The panel lamp driver amplifier 32 receives the photoelectric signals and actuates lamp 34 whenever either photoelectric transducer 13 or 17 is not generating a signal. In normal operation the lamp 34 flickers as the potatoes are sorted. Constant illumination of the lamp 34 indicates that one or both of the photoelectric transducers beams 12 or 66 is blocked by dirt or debris.

The tens counter 33 continually receives length pulses from the amplifier 25. Upon receipt of a signal from the detecting and shaping amplifier 30, indicating a potato has entered beam 16, the tens counter 33 switches on and begins counting the length pulses. The tens counter 33 is ganged with a sixteens counter 35 to count up to 160 pulses. Associated with counters 33 and 35 are comparator switch selectors 37 and 39 respectively. These switch selectors are preset to the number of pulses to be counted, i.e., the desired length criterion.
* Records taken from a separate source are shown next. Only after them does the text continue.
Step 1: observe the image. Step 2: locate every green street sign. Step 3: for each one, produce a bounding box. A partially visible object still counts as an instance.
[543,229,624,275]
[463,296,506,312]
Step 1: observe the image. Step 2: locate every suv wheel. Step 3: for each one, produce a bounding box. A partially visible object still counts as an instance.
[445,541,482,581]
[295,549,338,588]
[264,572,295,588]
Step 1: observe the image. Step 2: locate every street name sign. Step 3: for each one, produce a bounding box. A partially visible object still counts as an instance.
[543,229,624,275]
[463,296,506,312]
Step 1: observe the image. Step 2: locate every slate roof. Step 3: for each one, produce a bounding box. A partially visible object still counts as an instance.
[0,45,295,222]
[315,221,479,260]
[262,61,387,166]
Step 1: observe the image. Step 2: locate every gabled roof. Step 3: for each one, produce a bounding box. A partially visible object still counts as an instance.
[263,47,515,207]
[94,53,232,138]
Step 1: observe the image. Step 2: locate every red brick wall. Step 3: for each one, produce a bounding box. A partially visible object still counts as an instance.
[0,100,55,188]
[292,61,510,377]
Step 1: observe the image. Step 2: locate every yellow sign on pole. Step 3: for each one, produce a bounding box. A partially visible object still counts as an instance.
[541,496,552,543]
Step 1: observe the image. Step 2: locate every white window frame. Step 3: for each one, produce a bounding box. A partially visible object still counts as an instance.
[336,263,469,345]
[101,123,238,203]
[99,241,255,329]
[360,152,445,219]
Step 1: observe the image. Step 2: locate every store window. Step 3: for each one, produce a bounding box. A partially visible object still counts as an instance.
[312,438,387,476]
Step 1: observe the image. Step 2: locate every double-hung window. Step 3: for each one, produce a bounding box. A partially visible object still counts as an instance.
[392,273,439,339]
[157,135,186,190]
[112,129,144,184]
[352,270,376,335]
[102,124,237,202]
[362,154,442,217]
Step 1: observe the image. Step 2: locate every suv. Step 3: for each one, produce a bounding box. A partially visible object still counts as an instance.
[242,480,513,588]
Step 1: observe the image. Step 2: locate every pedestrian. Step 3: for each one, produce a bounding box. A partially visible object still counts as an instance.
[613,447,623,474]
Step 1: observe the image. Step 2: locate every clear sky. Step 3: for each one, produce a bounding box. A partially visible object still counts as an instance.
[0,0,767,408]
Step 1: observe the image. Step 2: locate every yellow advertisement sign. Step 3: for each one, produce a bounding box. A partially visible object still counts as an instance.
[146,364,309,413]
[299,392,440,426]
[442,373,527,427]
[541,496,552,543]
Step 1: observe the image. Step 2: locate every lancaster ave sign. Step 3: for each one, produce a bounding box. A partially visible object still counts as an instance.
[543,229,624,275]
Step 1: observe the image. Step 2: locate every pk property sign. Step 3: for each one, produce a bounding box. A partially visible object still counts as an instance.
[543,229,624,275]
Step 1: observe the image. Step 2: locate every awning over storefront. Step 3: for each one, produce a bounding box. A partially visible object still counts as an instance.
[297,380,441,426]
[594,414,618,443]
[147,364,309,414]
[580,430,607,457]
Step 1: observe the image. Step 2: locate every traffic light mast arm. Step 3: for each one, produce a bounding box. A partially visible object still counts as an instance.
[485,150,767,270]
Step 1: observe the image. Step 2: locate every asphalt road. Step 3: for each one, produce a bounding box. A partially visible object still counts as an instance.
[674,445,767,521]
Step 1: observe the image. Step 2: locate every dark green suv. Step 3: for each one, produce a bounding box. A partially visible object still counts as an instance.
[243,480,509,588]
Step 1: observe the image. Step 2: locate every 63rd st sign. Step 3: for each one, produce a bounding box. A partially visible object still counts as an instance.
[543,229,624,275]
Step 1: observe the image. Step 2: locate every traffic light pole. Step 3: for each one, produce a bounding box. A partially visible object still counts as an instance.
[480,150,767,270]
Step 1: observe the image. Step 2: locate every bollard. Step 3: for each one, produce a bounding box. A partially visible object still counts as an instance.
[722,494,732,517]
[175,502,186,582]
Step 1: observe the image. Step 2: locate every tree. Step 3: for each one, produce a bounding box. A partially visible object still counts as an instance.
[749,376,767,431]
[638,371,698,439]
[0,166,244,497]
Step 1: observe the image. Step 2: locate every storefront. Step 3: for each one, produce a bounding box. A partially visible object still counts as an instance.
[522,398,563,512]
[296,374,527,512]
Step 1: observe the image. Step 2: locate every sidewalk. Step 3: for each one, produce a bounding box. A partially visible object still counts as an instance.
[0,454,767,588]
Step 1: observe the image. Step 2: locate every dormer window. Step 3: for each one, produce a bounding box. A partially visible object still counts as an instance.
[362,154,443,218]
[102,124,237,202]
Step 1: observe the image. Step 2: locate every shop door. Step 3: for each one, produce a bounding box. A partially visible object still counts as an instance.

The count of the counters 33 and 35 is compared with the preset switch selectors 37 and 39 by the counter comparator and memory 40. When the count equals the preset number, the counter comparator and memory 40 sends a signal to the dimension comparator and memory 41, and also sends a signal to the range counter 42, causing the range counter 42 to commence counting.

Associated with the range counter 42 is a range preset selector 43 which is preset to the number of pulses to be counted by the range counter 42. The counter 42, receiving length pulses through counter 35, counts every other length pulse. When the count of the range counter 42 equals the preset number of selector 43, the counter 42 sends a signal to dimension comparator and memory 41.

The dimension comparator and memory 41 also receives a signal from detecting and shaping amplifier 30 when the potato passes out of the beam 16, and the transducer 17 is re-illuminated. The signal from amplifier 30 also actuates the panel lamp driver 32, illuminating lamp 34, and it resets the counters 33 and 35 for the next sorting sequence.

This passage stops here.